Bobby Lozano thought he was God’s gift to women; tanning his natural-brown Mexican skin to an even tone, wearing expensive tailored suits in his job as a detective with the Denton, Texas, police, and dieting and exercising to maintain a perfect physique.
But Bobby was not a one-woman man. No, Bobby liked having a wife, a mistress, and scores of other women on the side whom he could have at his beck and call – and control.
His wife, Viki Lozano, had been under his control for sixteen years but it’s likely Bobby saw it all unraveling when she delivered their only child – a child Bobby had told his wife and mother-in-law would never exist because pregnancy made a woman fat and sloppy. Viki adored her son and many would later say it was the happiest they had ever seen her.
Just after midnight on the day following Bobby and Viki’s sixteenth anniversary, Bobby snuck out to visit his mistress, Cindy Waters, who had just recently called it quits with him after realizing he was never going to leave Viki. With his promises of undying love, Bobby wormed his way back into Cindy’s bed.
Later that day, July 6, 2002, Viki was dead.

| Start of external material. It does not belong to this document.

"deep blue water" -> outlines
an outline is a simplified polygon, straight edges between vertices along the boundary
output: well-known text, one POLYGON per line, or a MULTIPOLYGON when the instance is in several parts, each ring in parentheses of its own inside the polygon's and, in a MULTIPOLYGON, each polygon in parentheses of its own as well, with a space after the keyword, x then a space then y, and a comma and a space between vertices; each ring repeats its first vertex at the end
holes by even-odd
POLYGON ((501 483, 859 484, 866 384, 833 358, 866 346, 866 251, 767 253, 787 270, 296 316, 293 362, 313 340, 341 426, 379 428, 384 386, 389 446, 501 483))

Was it a suicide? A horrible accident? Or did Bobby Lozano, who realized leaving Viki meant leaving behind her mother’s wealth, find a way out of the marriage while still having access to the purse strings?
Denton Record-Chronicle reporter Donna Fielder never believed it was a gun-cleaning accident as Bobby claimed and she felt certain it wasn’t a suicide. Too many thing just didn’t add up. And she vowed to uncover the truth.

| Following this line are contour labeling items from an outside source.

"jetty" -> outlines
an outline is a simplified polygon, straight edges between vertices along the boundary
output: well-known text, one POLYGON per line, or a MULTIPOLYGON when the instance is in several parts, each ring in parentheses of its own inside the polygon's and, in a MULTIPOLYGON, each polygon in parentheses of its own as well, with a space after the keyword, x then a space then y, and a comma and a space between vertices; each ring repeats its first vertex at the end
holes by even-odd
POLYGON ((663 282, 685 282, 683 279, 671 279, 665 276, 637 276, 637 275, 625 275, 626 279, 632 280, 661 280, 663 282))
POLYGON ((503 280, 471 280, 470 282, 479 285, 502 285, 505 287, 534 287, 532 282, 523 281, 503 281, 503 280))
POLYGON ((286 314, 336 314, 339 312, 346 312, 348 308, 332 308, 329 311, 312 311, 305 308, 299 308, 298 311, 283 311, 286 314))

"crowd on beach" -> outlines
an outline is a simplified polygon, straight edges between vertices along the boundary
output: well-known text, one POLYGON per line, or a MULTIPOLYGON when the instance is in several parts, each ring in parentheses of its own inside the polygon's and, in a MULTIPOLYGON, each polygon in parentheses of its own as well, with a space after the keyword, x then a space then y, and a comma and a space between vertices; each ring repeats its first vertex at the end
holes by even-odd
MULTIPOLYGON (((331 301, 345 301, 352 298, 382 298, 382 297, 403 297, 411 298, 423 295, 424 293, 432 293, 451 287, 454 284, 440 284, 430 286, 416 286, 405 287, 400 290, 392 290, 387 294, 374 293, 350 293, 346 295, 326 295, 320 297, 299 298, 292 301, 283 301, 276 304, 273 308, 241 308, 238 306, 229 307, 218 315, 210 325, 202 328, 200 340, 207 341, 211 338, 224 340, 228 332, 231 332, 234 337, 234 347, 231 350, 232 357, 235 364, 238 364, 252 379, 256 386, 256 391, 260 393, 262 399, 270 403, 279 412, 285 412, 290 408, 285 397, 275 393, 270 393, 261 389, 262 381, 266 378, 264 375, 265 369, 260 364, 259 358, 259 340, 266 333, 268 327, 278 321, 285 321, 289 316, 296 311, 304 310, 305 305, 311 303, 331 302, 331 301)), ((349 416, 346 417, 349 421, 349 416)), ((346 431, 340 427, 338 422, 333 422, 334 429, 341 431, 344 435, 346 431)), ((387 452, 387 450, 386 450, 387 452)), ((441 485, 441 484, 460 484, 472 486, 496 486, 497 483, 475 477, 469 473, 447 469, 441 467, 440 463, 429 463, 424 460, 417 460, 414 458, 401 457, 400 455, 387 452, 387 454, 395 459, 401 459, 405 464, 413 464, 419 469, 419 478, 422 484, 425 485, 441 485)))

In her debut book Ladykiller, Fielder chronicles the case the case from it’s very beginning, the nerve-wrecking twists, all the way through until the triumph end eight years later. Well written with plenty of insider and first-hand research and interviews, the book is a pretty good read. But…
When an author begins a book with “I,” it always elicits a groan from me since seldom does a first person recount of true crime end up being good. But I quickly came to realize the “I” here was important since Fielder played a huge role in getting justice for Viki.

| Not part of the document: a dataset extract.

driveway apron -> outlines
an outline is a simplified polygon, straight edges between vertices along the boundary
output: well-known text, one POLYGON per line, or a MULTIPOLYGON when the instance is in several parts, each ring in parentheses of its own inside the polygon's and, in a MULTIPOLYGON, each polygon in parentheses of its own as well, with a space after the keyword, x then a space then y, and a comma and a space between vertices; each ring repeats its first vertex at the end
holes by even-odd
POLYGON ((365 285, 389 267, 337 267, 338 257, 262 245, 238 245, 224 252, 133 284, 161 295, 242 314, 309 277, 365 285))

Admittedly, there are times the “I” ventures too far off track, such as with the story of the turning of an older woman’s cell phone before the beginning of Court or being sandwiched between two officers to the point of immobility, but overall it’s a good read.
Ladykiller may not be the best book of the year, but let me put it this way: if Donna Fielder wrote another true crime, I would certainly read it.